Most people who use cryptocurrency to make purchases in the future might not even be aware of it.
Recently, everyone has been busy prognosticating the demise of crypto and Web3; to that I say, fair enough.
But a burst bubble is not the end of the story, as we all know from history. It often marks the beginning of a new one.
The next billion cryptocurrency users won’t own bitcoin, ether, or any other fungible tokens in the blockchain’s future. For the purpose of making purchases of goods and services, they will use fiat, which may later be converted into tokens.
The Crypto Era and the Web3 Era are the first two epochs that blockchain has experienced, and the third, the Abstraction Era, is about to begin.
The blockchain will essentially become infrastructure. We won’t discuss “the blockchain” either, much like how no one really talks about “the cloud” anymore. We won’t need to know or give a damn about which blockchain stores our purchases.
In the future, most people who use cryptocurrency to make purchases might not even be aware of it.
Not Bitcoin, but blockchain
I don’t start saving up a lot of euros in advance of a trip to Italy. All I care about when I get there and sit down at a restaurant is eating my pasta and drinking my wine. My credit card payment will be converted from dollars to euros. Fantastic if the back-end technology converts my fiat to USDC and then to EUROC while avoiding the merchant foreign exchange fees by using the Solana blockchain to carry out the conversion.
I don’t need to understand how the technology works because the restaurant is still receiving payment in euros and I am still using dollars to make my payment. I don’t need to focus on the blockchain technology that makes this transaction seamless.
The most fascinating aspect of this new era will not be the money itself, but the underlying technology: the blockchain.
And it’s already taking place: You can now purchase an NFT on OpenSea using dollars. In actuality, that is turning into their main call to action.
Despite the fact that no one ordering a pumpkin spice latte will ever require MATIC or care, Starbucks also revealed on Polygon that they would start giving customers “stamps” in their Odyssey loyalty programme.
According to Nansen, 4.3 million people have downloaded Reddit’s “Collectible Avatars” (noticeably not called NFTs) since September 2022, which is more than the total number of wallets with any NFTs at all (2.5 million) before September. You can buy these avatars using your country’s fiat money.
All of these are examples of how to eliminate those cumbersome steps from the waning Web3 era so that the end user can make their purchase with a single click as opposed to struggling through the entire laborious process themselves.
That is the abstract era at work.
predicting future events
Users could only benefit from the mobile evolution if they had access to a mobile device, some level of technical skill, and the willingness to alter their behaviour. Then, ardent crypto enthusiasts might assert that the crypto movement has only advanced as far as the initial mobile revolution.
When you break down the process we go through to use cryptocurrency, you’ll find that it involves signing up for an exchange, connecting your bank account, purchasing tokens, installing browser wallets, and connecting your wallet. And you must go through the entire process again if you ever need to exchange that token for cash: send the token back to the exchange, sell it, pay the fees, and then withdraw the money.
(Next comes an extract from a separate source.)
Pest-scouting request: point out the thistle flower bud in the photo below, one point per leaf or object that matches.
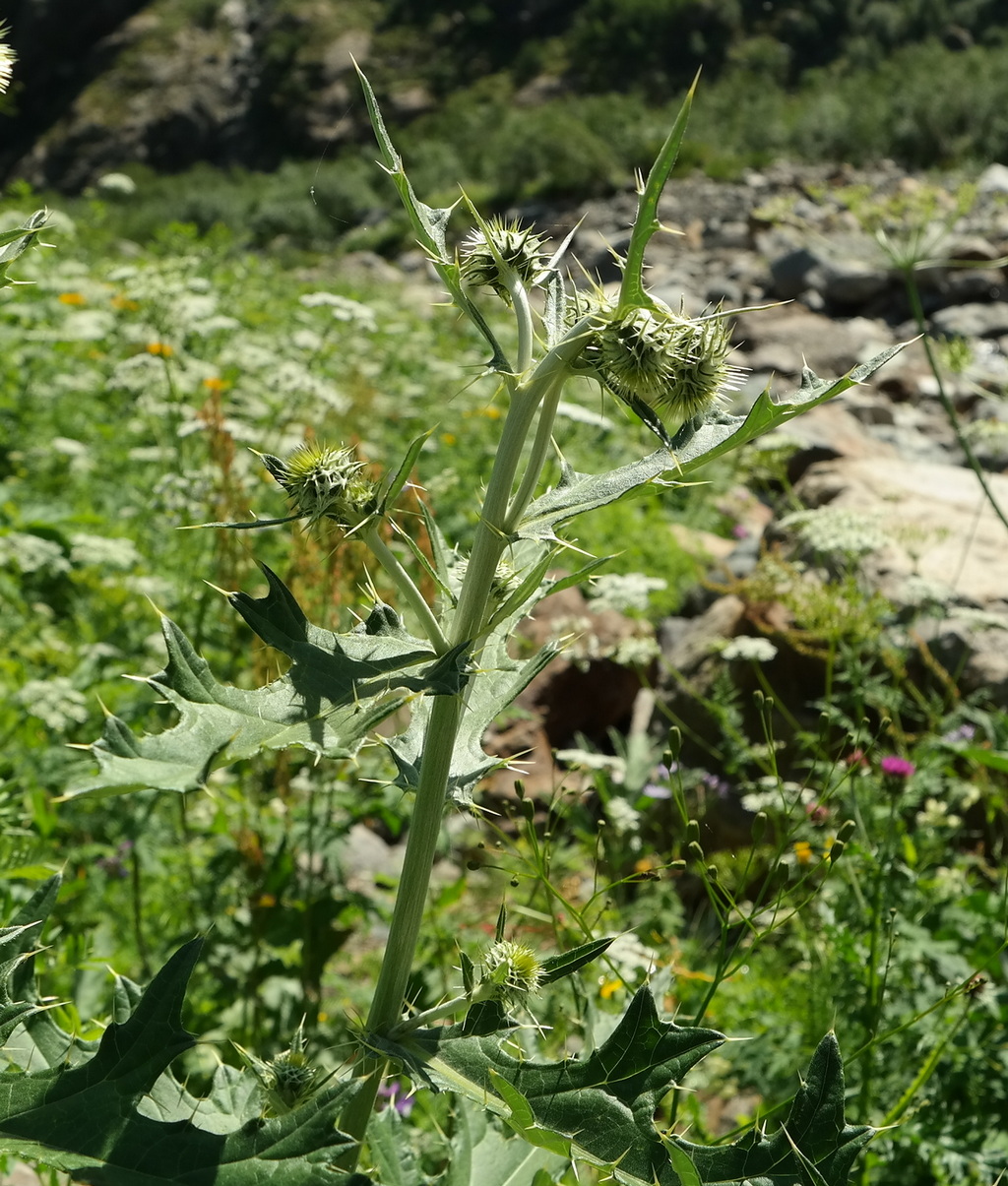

Was this — the cumbersome, erroneous procedure — what we were all so excited about?
On the other hand, the internet and technology have naturally developed into the cloud: Nowadays, everyone uses the cloud, often without even being aware of it. The end user doesn’t understand or care how the cloud operates, and using the cloud doesn’t require a new gadget, new technical knowledge, or new behaviour. Simply operating in the background, the cloud streamlines your experience.
Consider it like this: No provider brags about the cloud to their potential end user. The location of information storage and the appearance of the underlying technology are irrelevant to the end user. They merely desire a fantastic user interface and the assurance that their data is safely stored.
The evolution of blockchain technology is similar to this.
We’ll be making investments in cutting-edge companies and technologies in the abstraction era, and most of those will be based on the blockchain. There were many funds that referred to themselves as “cloud” funds or invested in “mobile,” but not any more because those distinctions would be absurd.
Similar to this, in about five years, it won’t matter whether a fund is a “Web3” fund. Where cryptocurrency or Web3 technologies or philosophies make sense, the best companies will just use them, and everyone will win.
The future is all about abstraction, and this new era will usher in the next billion users—who will actually be the first billion, given that neither our “crypto” era nor our “Web3” era were able to attract more than 100 million people.